Environmental campaigners are holding a public meeting in Fleetwood tonight about controversial proposals to dump potentially toxic brine into the Irish Sea at Rossall.
The brine deposits - at the rate of 80,000 cubic metres every day for 10 years - are to be pumped out of a purpose built pipe, one-and-a-half miles out to sea, as part of the equally controversial £660 million gas storage scheme being developed at Preesall by energy firm Halite.
Halite’s energy scheme will see 900 million cubic metres of gas being stored in salt cavers under the River Wyre at high pressure, and displaced salt will be carried along the pipe in water taken from the Fish Dock and deposited into the sea as brine.

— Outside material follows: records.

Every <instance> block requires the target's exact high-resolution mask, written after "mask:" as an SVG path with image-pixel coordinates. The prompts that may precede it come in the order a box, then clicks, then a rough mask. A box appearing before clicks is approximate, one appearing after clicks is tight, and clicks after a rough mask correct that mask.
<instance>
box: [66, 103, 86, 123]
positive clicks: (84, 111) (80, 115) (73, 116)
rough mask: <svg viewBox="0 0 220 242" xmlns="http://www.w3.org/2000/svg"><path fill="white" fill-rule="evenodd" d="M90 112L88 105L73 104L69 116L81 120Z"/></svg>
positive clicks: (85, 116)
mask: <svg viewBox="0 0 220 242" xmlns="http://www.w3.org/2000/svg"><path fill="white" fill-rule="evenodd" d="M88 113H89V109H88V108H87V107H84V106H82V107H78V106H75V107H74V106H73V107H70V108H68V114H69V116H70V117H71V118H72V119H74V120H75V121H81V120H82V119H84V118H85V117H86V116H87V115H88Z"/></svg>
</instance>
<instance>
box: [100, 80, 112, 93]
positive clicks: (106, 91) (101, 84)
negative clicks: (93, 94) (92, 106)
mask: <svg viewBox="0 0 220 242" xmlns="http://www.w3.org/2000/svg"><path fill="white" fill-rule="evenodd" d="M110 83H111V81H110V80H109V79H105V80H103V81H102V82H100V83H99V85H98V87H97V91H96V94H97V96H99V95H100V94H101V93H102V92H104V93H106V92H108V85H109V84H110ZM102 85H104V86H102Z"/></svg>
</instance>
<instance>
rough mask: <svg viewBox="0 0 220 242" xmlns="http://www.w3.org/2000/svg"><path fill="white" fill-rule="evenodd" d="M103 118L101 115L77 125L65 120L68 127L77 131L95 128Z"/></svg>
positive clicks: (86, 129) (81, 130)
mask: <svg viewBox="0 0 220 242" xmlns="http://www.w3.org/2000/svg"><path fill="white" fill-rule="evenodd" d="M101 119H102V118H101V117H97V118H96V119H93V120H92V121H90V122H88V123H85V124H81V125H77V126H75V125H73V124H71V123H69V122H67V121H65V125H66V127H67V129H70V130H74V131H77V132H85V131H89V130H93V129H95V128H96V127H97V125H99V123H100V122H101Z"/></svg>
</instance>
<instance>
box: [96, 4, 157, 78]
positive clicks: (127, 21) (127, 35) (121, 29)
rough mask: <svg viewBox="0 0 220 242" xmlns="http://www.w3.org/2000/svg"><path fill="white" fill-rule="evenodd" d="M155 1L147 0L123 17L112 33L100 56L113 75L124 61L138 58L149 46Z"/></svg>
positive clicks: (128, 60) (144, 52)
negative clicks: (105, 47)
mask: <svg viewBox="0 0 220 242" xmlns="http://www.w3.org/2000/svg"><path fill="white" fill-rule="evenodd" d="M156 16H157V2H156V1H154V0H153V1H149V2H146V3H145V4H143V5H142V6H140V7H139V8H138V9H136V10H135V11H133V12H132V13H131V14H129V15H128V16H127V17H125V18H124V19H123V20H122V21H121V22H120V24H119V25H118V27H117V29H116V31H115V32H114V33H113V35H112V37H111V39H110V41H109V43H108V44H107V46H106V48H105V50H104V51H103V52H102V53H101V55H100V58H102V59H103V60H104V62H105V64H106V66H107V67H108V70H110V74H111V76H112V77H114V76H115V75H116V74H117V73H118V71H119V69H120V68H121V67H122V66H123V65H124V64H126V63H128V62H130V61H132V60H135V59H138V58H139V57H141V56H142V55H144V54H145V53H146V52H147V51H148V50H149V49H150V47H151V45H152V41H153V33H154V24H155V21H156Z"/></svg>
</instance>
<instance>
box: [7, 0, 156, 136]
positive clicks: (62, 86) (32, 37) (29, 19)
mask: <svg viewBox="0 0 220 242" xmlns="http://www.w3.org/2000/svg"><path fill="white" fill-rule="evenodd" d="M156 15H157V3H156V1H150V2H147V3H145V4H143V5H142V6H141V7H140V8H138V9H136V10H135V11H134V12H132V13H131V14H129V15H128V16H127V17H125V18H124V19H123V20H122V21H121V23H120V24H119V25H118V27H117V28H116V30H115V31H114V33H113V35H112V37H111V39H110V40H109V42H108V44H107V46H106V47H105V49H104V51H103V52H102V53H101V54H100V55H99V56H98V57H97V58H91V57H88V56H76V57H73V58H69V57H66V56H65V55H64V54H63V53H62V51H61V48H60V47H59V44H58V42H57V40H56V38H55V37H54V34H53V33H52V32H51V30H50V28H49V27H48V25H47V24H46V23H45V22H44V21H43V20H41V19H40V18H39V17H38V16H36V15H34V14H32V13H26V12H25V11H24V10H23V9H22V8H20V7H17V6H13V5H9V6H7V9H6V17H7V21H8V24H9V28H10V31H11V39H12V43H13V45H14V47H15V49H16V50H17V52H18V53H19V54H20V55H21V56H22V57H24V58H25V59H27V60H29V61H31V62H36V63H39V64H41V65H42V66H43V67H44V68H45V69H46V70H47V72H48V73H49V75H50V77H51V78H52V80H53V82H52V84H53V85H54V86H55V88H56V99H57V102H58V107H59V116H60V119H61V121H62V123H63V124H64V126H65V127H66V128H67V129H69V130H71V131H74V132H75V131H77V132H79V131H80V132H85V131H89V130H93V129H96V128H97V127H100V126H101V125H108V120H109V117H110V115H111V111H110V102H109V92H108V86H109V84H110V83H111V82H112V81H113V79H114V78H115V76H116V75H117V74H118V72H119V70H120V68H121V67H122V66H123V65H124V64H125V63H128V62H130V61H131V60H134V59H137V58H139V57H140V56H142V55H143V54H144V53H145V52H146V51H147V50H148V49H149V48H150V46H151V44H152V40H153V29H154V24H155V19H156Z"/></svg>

But there are fears the increased saline levels could kill marine life.
And as part of its ongoing activities, the group BrineWatch has now placed a bright red buoy directly where the pipe will empty, to help pinpoint exactly where monitoring needs to take place.
Drilling of the salt caverns and laying of the brine outfall pipe is expected to begin in the summer of 2020.
BrineWatch, made up of concerned Fylde coast residents, will hold the public meeting at Fleetwood's North Euston Hotel , beginning at 7pm, to discuss the issue.
Dave Eccles of BrineWatch said: "Our aim is to form groups to investigate each area of this proposal in detail so we can fully understand and monitor the effects this will have on the future.
"We ask residents to come along to the public meeting, learn more about the proposals, ask questions, and hopefully offer help.
"Their support is vital if we are to stop this."
But Halite chief executive Keith Budinger says the brine proposals have been given the green light by the Environment Agency, Natural England, and the Marine Management Organisation, and says similar projects in other parts of the world have not caused problems.
He adds that the gas storage scheme itself and and the brine operation will be carried out to exacting specifications.